開幕投手を務める巨人先発の菅野智之投手(25)が、本番前ラストの登板に臨んだ。先頭の西川を149キロで振り遅れさせ、2者連続の空振り三振で立ち上がった。直球の球威、フォークボールの落差は十分にあり、降板した3回までに4個の三振を奪った。打者16人に対し、初球ストライクが12人。ここまではいつもの菅野だった。
主導権を握りつつも、詰めに苦しんだ。直球がふけ上がる軌道。変化球は、特にベース板付近でカーブ、スライダーのひと曲がりが足りず、真ん中付近に集まった。2回2死満塁で田中。4球目の119キロ、続けたカーブが直前よりも浮いた。バットのヘッドが返った瞬間、一番打球の飛ぶポイントでミートされた。適時二塁打となり、失策も絡み4点を失った。「結果が出なかったことは残念です」としつつ、現状を「80%」と表現した。

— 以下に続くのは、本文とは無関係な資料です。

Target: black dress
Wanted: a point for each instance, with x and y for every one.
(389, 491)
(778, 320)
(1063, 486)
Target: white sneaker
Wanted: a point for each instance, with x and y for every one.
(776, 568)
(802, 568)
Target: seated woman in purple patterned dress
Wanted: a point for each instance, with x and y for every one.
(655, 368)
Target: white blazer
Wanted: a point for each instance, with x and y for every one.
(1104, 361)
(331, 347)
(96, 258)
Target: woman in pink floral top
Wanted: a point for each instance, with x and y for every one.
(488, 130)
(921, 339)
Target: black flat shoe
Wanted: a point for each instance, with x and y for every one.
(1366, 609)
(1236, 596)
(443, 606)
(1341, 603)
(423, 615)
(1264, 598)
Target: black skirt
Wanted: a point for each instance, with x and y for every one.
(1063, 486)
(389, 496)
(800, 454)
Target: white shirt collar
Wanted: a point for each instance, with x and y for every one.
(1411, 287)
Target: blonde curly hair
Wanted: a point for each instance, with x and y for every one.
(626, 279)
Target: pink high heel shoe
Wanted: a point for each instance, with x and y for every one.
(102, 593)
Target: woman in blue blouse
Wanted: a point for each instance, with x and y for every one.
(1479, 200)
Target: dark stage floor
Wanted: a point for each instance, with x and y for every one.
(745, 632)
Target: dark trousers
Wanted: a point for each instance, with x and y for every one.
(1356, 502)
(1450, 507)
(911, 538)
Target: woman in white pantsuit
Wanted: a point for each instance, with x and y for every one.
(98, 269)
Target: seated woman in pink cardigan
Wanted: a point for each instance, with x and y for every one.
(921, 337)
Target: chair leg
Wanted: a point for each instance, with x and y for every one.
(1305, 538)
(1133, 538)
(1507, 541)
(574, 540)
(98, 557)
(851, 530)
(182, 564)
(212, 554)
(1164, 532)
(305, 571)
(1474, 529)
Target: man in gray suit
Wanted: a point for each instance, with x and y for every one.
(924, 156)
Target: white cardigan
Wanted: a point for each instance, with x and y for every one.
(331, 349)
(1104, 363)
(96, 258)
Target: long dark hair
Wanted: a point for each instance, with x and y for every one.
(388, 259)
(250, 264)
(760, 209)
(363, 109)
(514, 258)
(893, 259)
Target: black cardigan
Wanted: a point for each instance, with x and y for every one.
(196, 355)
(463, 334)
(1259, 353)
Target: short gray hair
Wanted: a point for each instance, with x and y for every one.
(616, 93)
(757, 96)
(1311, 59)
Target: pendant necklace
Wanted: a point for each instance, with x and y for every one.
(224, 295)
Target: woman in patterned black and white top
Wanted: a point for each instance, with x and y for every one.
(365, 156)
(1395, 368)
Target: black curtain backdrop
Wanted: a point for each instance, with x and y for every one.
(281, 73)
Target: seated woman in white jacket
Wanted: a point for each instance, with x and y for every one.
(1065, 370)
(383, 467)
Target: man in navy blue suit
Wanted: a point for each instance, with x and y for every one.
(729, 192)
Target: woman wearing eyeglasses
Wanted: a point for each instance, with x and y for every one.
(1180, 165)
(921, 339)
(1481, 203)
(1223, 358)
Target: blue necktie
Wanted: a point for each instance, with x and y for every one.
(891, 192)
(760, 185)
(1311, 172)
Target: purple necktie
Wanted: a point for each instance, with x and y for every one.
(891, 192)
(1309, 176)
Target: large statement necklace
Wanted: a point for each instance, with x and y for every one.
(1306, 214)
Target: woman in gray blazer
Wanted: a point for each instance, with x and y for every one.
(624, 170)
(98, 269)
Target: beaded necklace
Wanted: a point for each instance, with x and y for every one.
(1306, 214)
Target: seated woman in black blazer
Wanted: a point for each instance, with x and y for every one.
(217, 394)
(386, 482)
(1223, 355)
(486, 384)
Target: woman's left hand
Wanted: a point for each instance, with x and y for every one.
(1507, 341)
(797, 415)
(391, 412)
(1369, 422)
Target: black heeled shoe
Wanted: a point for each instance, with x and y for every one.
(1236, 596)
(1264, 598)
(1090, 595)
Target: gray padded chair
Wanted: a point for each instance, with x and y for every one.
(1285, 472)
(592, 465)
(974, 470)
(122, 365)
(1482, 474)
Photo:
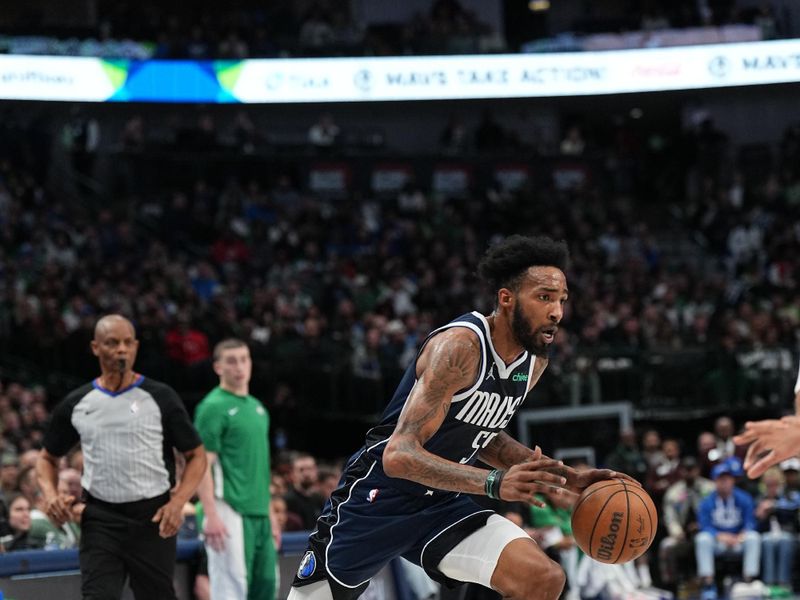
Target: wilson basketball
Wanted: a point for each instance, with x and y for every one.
(614, 521)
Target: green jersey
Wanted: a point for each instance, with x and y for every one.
(236, 428)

菅野 スピードとしては本来に戻ったが、追い込んでからが反省点。ただ、感触としては悪くない。反省を踏まえ、開幕までの1週間を有効に使えるかが課題。3回で降板したのは予定通り。アクシデントではありません。
「気持ちが上がってくれば、体の状態も上がってくる。試合が近づけば上がってきます」と心配なしを強調した。直球の軌道と変化球の精度。「久しぶりで意見の食い違いもあった」とした、捕手小林との呼吸。残り20%を埋める1週間だ。